But there seems to be a hitch here. Dunga does have two creative players on his team, Robinho and Kaka. Trouble is that Kaka is going through a miserable patch. He was not a significant influence in the Korea game. Robinho did a lot better.
For all my criticism of Brazil, there were -- of course, there were, how could there not be? -- moments of sheer Brazilian magic. Not nearly enough of them, but they were there -- on both goals. Maicon’s opening goal was simply stunning. Its brilliance will of course be trashed by the party-poopers who will insist that it was all down to a goalkeeper’s error. No skill from Maicon, then.

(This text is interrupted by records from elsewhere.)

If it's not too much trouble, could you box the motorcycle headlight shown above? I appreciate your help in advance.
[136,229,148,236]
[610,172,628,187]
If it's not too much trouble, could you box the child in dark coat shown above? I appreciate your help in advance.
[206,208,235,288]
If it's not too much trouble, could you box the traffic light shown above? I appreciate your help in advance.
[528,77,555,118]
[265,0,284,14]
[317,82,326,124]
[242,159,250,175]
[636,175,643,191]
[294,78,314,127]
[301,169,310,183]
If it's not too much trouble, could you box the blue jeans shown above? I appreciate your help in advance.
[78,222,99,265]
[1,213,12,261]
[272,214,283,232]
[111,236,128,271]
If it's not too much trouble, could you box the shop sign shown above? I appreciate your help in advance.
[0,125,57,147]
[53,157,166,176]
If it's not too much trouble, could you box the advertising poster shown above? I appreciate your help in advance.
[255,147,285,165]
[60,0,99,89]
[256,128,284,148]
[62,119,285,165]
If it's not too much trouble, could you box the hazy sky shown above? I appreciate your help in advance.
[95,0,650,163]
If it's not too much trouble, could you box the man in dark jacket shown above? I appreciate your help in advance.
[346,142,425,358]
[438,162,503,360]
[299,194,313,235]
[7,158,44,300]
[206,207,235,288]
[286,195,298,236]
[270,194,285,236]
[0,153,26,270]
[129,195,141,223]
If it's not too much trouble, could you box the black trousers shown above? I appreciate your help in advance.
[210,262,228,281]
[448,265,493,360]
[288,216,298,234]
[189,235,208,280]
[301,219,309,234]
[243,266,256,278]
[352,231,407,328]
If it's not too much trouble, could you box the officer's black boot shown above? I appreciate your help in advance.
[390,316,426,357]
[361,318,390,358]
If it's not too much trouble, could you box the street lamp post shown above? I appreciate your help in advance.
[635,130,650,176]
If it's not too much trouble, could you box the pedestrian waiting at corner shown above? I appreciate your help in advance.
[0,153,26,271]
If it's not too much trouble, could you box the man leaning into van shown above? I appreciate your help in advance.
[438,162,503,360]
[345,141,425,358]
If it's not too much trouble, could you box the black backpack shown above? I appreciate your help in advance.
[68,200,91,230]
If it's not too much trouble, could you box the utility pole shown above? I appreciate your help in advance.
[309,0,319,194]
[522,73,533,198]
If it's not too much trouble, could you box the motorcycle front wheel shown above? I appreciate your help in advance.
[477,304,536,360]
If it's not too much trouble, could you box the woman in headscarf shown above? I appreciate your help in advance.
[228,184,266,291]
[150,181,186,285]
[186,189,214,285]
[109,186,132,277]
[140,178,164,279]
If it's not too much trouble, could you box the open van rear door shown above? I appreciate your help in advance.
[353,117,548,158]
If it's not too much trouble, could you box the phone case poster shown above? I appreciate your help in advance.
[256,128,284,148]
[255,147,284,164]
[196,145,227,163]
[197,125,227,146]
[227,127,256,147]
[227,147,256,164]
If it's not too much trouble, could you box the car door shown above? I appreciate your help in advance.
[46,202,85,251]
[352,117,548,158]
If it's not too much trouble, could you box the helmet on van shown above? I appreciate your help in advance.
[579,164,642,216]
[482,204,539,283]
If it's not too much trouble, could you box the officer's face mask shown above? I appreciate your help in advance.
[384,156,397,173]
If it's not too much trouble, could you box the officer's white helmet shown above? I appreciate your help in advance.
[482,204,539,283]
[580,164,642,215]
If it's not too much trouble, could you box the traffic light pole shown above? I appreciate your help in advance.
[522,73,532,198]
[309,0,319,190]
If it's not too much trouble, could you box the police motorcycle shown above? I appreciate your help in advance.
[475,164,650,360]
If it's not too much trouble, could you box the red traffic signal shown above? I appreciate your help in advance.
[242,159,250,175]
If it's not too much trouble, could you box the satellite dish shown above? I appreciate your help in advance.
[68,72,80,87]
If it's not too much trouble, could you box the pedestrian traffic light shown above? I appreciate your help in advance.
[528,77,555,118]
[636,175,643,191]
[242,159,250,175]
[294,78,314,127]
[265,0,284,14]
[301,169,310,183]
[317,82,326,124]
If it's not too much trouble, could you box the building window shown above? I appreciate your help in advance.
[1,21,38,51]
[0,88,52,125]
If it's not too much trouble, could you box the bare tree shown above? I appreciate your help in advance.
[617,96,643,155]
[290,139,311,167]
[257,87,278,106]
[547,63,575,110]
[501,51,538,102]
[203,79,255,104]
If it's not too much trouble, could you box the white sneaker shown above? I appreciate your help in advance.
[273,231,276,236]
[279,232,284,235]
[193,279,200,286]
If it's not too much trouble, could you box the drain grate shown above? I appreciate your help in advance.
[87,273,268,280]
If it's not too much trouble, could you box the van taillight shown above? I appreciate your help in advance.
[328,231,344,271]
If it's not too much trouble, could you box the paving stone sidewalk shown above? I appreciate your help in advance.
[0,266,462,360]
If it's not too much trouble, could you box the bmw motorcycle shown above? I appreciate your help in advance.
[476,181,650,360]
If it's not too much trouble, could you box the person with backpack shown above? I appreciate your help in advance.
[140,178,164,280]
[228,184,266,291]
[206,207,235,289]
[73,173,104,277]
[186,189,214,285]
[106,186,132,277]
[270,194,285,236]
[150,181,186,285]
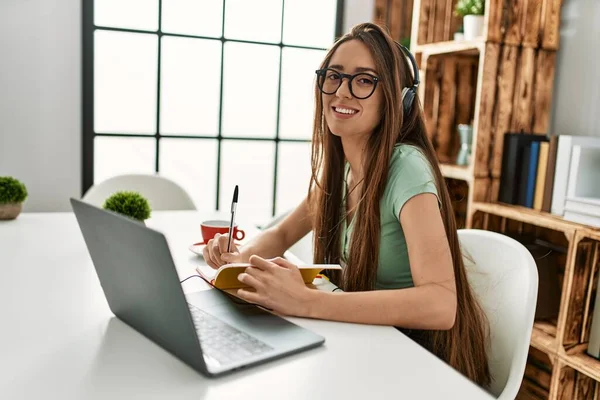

Well, a plague on the goalkeeper-error mob. Maicon’s shot (that’s what it was) taken at the end of a full-speed run, was hit with ferocious force; it seemed to be taken with the outside of his foot -- something that, to me, says shot, not cross. As the goal netting bulged, there came to me memories of 1970, of that wonderful goal by Carlos Alberto against Italy in the final, also the result of a surging overlapping run and an unstoppable shot.
Goal to Maicon, and all the praise I can muster for his superb skill. We got more Brazilian skill on the second goal -- a superbly executed pass from Robinho, the ball gliding, untouched, right through the heart of the massed Korean defense, arriving perfectly to meet Elano, racing gleefully forward to firmly sidefoot it into the net.
[Reminder to ESPN’s Tyler and the legendary McCoist: we call that sort of pass an assist in this country. I guess no one has bothered to inform you? On another point -- my congratulations to ESPN, which seems to have had the good sense to drop their fatuous “One Game Changes Everything” catch phrase or punch line or sales slogan or whatever it was supposed to be.]
It has to be faced: most of the 14 games so far played have been disappointing. The anti-soccer tribe will be having a field day at the anemic scorelines -- and who’s to argue with them? We’re averaging an almost derisory 1.6 goals per game! I wonder how many more of these distorted tournaments it’s going to take before it hits the soccer biggies -- by which I mean particularly FIFA and IFAB, the rule-making guys -- that they have to do something about this.
At one time I might have called it a trend for soccer to get lower-scoring and less exciting when the big games came around. It is no longer a trend, it is now an indisputable and deplorable fact. Far from trying to make things better, FIFA -- by bloating the World Cup up from 16 to 32 teams -- has made matters worse. Maybe the knockout stage will be better. The clever tactical and mathematical points-winning calculations won’t mean anything then. But something else, equally damaging, will replace them. The penalty-kick shootout, plus all that it means in terms of teams playing deliberately for a tie. Somehow we’ve managed to allow ourselves to be convinced that a team that wins one of these tacky little shootouts is fit to be called the winner of a game.
We use that method because teams simply cannot score goals. Twice we’ve anointed world champions using this totally specious gimmick. Prepare yourself. Come the day of the final, July 11, 2010, we may be forced to use it again.